Think I'm on this danger zone, cos i really like the effect of booze. It knocked me out totally last night. Not drunk but allowed me to fall into this DEEP DEEP slumber. no dreams no woes. Just perfect rest. Nice.

ok ok i'll watch it. Wouldn't wanna be a drunkard. so unglam. haha. mayb i should just stick to dainty cocktails. haha but they don't appeal as much already these days. i want harder stuff heh.

here's some crazy moments!






Thursday, July 5, 2007

blood and sweat

I'm dead beat. ARGH. Since i had nothing to do, I decided to jump on this opportunity to earn some extra pocket money for myself upon getting this lobang from my senior. but gosh. This is really really hard earned money.

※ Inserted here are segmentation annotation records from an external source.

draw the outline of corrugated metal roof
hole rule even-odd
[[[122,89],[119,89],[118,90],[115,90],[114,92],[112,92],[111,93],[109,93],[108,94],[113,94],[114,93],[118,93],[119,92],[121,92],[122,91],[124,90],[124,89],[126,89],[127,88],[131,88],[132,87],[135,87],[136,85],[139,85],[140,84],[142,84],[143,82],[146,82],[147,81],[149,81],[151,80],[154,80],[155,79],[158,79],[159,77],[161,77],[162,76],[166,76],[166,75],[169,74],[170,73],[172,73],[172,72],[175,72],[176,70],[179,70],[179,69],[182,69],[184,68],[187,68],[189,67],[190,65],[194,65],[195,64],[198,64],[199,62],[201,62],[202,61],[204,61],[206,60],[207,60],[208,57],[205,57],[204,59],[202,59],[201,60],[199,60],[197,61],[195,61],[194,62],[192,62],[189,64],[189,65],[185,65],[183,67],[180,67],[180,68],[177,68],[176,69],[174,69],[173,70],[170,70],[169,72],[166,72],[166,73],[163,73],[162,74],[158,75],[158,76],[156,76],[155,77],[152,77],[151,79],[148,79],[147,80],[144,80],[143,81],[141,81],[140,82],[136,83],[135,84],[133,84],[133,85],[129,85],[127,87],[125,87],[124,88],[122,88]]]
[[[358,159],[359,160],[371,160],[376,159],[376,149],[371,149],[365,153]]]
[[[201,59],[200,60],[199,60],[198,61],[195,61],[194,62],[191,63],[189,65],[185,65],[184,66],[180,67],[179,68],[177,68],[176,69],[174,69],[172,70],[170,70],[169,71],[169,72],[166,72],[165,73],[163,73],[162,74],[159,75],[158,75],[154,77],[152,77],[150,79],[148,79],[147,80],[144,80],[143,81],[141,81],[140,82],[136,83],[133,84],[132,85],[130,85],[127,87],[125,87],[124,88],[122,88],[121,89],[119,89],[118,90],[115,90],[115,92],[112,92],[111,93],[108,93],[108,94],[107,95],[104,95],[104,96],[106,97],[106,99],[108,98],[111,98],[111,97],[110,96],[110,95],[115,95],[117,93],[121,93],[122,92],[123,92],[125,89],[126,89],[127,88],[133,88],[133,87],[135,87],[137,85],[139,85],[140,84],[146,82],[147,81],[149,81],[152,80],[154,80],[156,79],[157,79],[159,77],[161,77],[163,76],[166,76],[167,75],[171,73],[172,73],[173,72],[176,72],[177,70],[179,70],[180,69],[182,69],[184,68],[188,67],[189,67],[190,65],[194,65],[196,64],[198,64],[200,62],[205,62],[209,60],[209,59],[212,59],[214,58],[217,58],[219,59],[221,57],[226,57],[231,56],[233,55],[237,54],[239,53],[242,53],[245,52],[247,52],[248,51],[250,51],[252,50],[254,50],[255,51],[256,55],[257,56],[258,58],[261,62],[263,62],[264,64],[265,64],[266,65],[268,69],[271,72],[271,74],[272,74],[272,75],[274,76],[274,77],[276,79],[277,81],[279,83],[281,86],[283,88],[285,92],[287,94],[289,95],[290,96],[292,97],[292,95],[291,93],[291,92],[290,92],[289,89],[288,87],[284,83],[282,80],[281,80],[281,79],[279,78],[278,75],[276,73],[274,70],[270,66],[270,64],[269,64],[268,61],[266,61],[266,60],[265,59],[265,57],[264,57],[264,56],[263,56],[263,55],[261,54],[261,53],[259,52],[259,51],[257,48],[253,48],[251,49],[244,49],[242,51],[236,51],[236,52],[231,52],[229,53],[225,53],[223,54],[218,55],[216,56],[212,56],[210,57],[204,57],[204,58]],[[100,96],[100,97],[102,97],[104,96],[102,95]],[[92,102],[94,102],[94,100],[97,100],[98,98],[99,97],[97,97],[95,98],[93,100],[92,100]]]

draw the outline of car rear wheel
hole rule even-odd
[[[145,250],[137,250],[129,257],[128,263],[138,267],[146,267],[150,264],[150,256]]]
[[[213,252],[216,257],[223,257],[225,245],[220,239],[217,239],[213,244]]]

I was subjected to the immense heat yesterday from 12-6pm out at sea and then today's morning rain and sultry weather again in the afternoon out at sea from 9-6pm. ARGH for 2 days (ok or 1.5 days to be exact as the way they counted), I was working at the MOE campsite FAR FAR AWAY at Lim Chu Kang as an assistant kayaking instructor for this camp for the sec 2 students from Yishun Sec.

And i am SHAGGED. AH hard earned money! but ok lah i got to kayak for free. but a lil overdose though. Cos i don't really fancy the times where i had to help turn the entire 'raft' of kayaks round when the campers all start drifting due to the current. And today saw an addition of rescue of capsized victims. I am shagged.

One thing i observed. Haha the boys and girls at this age are kind of awkward with each other. They were so reluctant to help each other. Beats me why.. maybe shy? haha. oh and the malays love to speak in malay n the chinese in mandarin... and they some how didn't respond well to my instructions in english. really difficult culture i guess from convent schools. haha.

But anyway i am shagged. but i am happy too that i managed to pull it off and impress them a lil since i managed to kayak faster than them (like duh... if not i shd jus sink my kayak n die) and i managed to squeeze out the strength from my limited muscle mass to push kayaks into the right direction and orientation and also to move the entire raft. i surprised myself. Oh well i'm glad that i didnt throw my face and prove to those lil brats who look down on gals that hey! i am more zai den u so u shd jolly well listen to me. Beats me why some of the boys refuse to listen to u and even roll their eyes at u when u are tryin to help them out. ego?

oh and now time for snippets. Don't say i always write about other people's moment. I shall write about mine. Had 2 embarrassing incidents on the train home during these 2 days consecutively. argh.

Yesterday...
Exhausted I fell asleep in the train. Seated beside me was this blangah worker. N i started rocking in my slumber and *plop* i landed on his shoulder. It was EWWW and instant embarrassment. So what did i do? I sat up straight right away, looked in front and what was it that just happened?

Today...
Driven by extreme fatigue, I actually drifted to la la land while standing. N my knees suddenly weakened and buckled. Stunned I was yanked out of my dreamland right away. I stood up firmly just in time to see the lady standing beside me's expression. Eye ball almost popping in that instance.